アサリがおいしくなるこの季節、私のお気に入りのパスタが食卓に並ぶ日が増えます。
このオリジナル(?)のあさりスパゲティのルーツは、学生時代にさかのぼります。今ではすっかり近代的に変貌を遂げた立川駅ですが、以前のちょっと泥臭さの漂う立川駅近く、ごく普通の喫茶店にそれはありました。今で言うスープ・スパゲティで、こってりとして白濁した、云うならば“スパゲティ・とんこつスープ味”みたいなものでした。何回か通ってその味を覚え、自分でも作ってみることにしました。こうして長い年月をかけ、“とんこつスープ”より洗練された(と思う)我流あさりスパゲティが完成しました。

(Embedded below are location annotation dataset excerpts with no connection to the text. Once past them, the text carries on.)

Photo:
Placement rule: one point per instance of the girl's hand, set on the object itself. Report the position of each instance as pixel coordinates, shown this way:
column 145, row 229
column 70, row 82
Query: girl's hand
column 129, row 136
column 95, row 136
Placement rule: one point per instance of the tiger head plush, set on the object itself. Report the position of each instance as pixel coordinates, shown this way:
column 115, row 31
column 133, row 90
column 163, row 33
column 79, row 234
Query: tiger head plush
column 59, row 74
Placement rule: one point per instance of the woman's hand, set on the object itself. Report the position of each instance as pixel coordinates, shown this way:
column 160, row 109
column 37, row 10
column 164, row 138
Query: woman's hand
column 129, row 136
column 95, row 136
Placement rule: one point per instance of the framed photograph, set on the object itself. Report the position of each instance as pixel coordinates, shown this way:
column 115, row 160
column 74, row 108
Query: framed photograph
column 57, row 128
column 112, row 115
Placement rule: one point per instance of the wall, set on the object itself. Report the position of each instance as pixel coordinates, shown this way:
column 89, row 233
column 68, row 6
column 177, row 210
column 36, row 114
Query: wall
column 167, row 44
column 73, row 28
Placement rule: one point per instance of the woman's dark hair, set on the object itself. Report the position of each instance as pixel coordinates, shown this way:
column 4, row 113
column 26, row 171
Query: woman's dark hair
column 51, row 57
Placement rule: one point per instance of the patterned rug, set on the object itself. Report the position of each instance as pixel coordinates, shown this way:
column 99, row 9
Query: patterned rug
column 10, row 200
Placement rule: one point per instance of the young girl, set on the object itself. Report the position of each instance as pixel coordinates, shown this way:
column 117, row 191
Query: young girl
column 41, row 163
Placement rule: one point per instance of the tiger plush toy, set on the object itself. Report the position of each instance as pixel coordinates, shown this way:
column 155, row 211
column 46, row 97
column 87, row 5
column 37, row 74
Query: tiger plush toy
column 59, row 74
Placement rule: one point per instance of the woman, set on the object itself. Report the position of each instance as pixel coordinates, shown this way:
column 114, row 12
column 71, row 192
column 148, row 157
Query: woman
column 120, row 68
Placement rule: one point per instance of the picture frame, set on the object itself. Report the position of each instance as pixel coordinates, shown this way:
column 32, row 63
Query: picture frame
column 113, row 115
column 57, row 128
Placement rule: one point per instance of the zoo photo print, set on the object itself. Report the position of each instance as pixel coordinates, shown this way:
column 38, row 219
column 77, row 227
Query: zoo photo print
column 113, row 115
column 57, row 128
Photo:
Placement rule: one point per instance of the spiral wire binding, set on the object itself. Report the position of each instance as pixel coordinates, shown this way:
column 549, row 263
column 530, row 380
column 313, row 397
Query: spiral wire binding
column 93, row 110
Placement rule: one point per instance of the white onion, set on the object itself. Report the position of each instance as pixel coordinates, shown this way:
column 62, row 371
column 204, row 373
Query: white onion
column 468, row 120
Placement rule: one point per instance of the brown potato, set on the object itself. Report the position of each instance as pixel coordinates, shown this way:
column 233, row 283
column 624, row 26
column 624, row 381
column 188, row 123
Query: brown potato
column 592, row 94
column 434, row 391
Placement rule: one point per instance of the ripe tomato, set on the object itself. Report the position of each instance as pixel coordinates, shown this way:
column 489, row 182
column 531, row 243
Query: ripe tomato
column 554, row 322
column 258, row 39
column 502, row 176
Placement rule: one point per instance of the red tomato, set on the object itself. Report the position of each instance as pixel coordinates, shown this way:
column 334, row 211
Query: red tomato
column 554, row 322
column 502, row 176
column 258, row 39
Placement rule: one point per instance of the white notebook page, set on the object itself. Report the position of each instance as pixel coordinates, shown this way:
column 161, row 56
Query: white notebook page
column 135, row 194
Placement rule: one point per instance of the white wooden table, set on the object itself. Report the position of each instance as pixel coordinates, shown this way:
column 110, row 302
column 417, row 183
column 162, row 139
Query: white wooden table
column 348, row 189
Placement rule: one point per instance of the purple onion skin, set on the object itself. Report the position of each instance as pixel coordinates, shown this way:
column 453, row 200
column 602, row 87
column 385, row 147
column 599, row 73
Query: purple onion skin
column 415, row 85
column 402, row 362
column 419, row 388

材料はアサリ、シメジ、インゲン、にんにく、オリーブ油、お好みで乾燥バジル。
まず、たっぷりのオリーブ油に輪切りにしたにんにくを入れて香りを出します。このにんにくも食べるのでそのままにします。(もし、にんにくが苦手なら包丁でつぶして香り付けだけして出してもよいかもしれません。)そこへ砂抜きして洗った貝を投入、蓋をしてむらします。貝の口が空いてきたら、シメジを投入、いためるようにして火を通したら塩、コショウお好みで乾燥バジルを入れます。塩加減は“ちょっとしょっぱい!!”と感じるくらいでないと、パスタを入れた時に薄くなってしまいます。ここに茹で上がったパスタを加え、よく混ぜたら火を止めます。水分が少なすぎたらスパゲティのゆで汁を加えてください。最後に茹でたインゲンを彩りに加えて出来上がり。別に茹でるのが面倒なら、しめじと一緒に入れてもOKです。
パスタは細めの方が、味がよくからみます。ポイントは上質のオリーブ油とにんにくを惜しみなく使うことです。私は2人前に3から4かけほどのにんにくを使用します。
あさりスパゲティ、トマトとモッツァレッラのサラダを添えて
また、食べ物ネタになってしまいました…反省。
でも音楽屋は元来食いしん坊で、おいしいものを食べていると幸せ!!という単純な人種でもあるのです。